L'Europa è in testa con il 34.52% del fatturato globale nel 2025, supportata da severe normative sulla plastica monouso.

Quale formato di negozio si sta espandendo più rapidamente?

Le piattaforme online rappresentano il formato in più rapida crescita, con un CAGR dell'11.32% entro il 2031.
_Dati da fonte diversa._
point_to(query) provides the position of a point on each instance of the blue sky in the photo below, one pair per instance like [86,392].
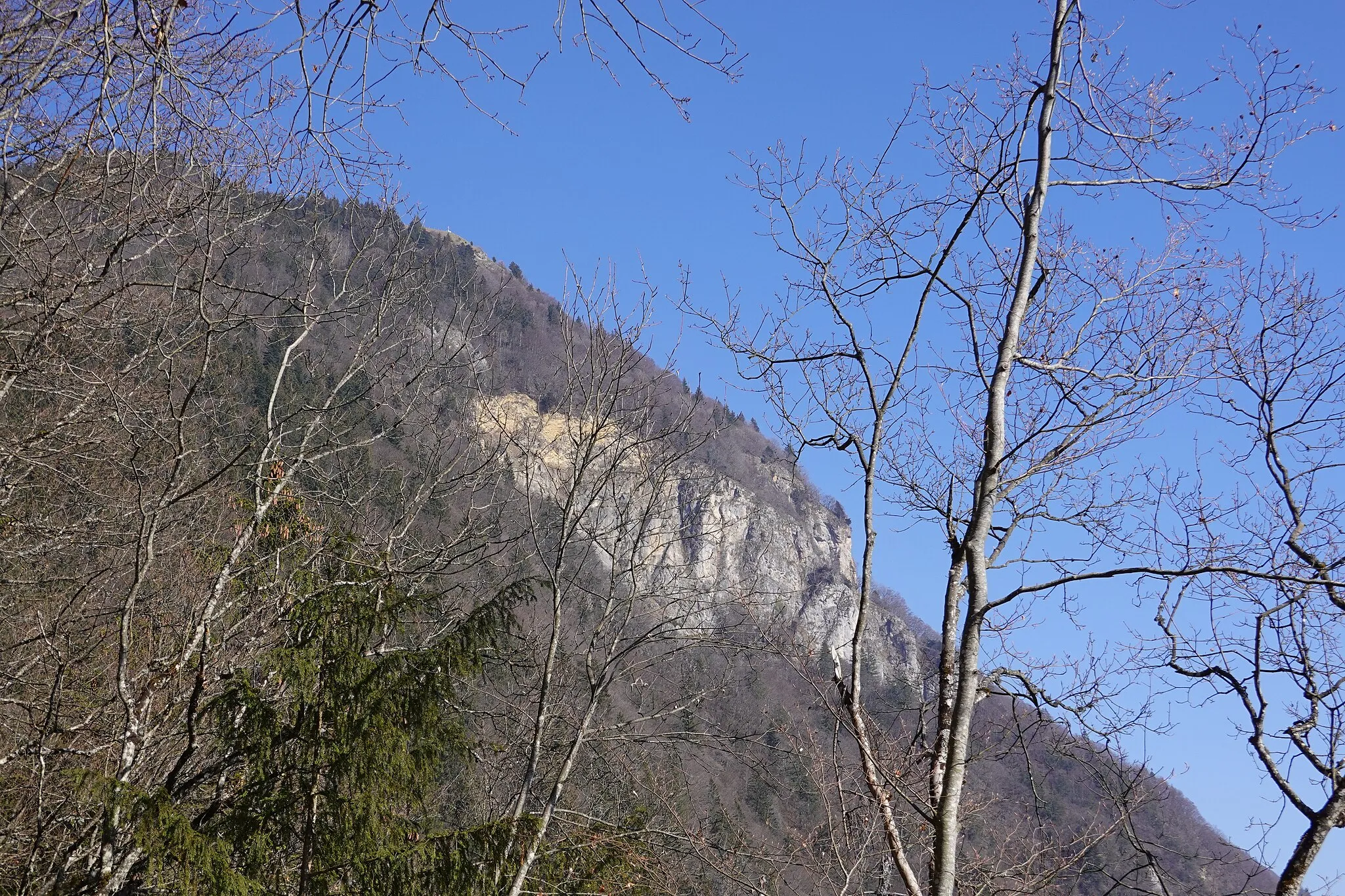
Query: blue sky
[599,172]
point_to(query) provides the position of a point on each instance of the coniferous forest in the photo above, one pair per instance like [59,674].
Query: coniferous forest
[337,558]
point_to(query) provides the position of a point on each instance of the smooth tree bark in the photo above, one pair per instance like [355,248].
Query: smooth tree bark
[1024,355]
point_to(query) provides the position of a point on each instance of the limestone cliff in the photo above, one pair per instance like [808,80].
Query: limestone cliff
[790,561]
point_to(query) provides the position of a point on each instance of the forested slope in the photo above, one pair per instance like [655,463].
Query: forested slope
[335,558]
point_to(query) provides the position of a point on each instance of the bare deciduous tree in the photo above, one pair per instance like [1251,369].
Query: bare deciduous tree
[990,400]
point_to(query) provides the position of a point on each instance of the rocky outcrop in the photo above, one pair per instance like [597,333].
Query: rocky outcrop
[790,562]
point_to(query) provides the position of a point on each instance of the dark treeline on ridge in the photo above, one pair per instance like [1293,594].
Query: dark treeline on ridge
[335,558]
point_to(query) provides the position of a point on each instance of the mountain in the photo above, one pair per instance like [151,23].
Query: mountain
[340,559]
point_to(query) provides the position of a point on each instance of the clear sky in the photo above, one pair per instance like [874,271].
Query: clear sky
[600,172]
Quale categoria di prodotti sta registrando la crescita più elevata?

Si prevede che i prodotti per la pulizia della casa cresceranno a un CAGR del 9.78%, superando i prodotti alimentari di base e i prodotti freschi.

In che modo le politiche governative influenzano la crescita del mercato?

I divieti sulla plastica monouso e i sistemi di deposito-restituzione in oltre 112 paesi stanno accelerando l'adozione di sistemi di contenitori ricaricabili e riutilizzabili, aggiungendo circa 1.8 punti percentuali al CAGR previsto.

Cosa limita la rapida adozione di modelli di spesa a zero sprechi?

Gli elevati investimenti in hardware per la distribuzione, la rigorosa conformità alle norme di sicurezza alimentare e le lacune in termini di praticità per il consumatore restano i principali limiti, che nel complesso riducono di circa 3.5 punti percentuali la crescita potenziale.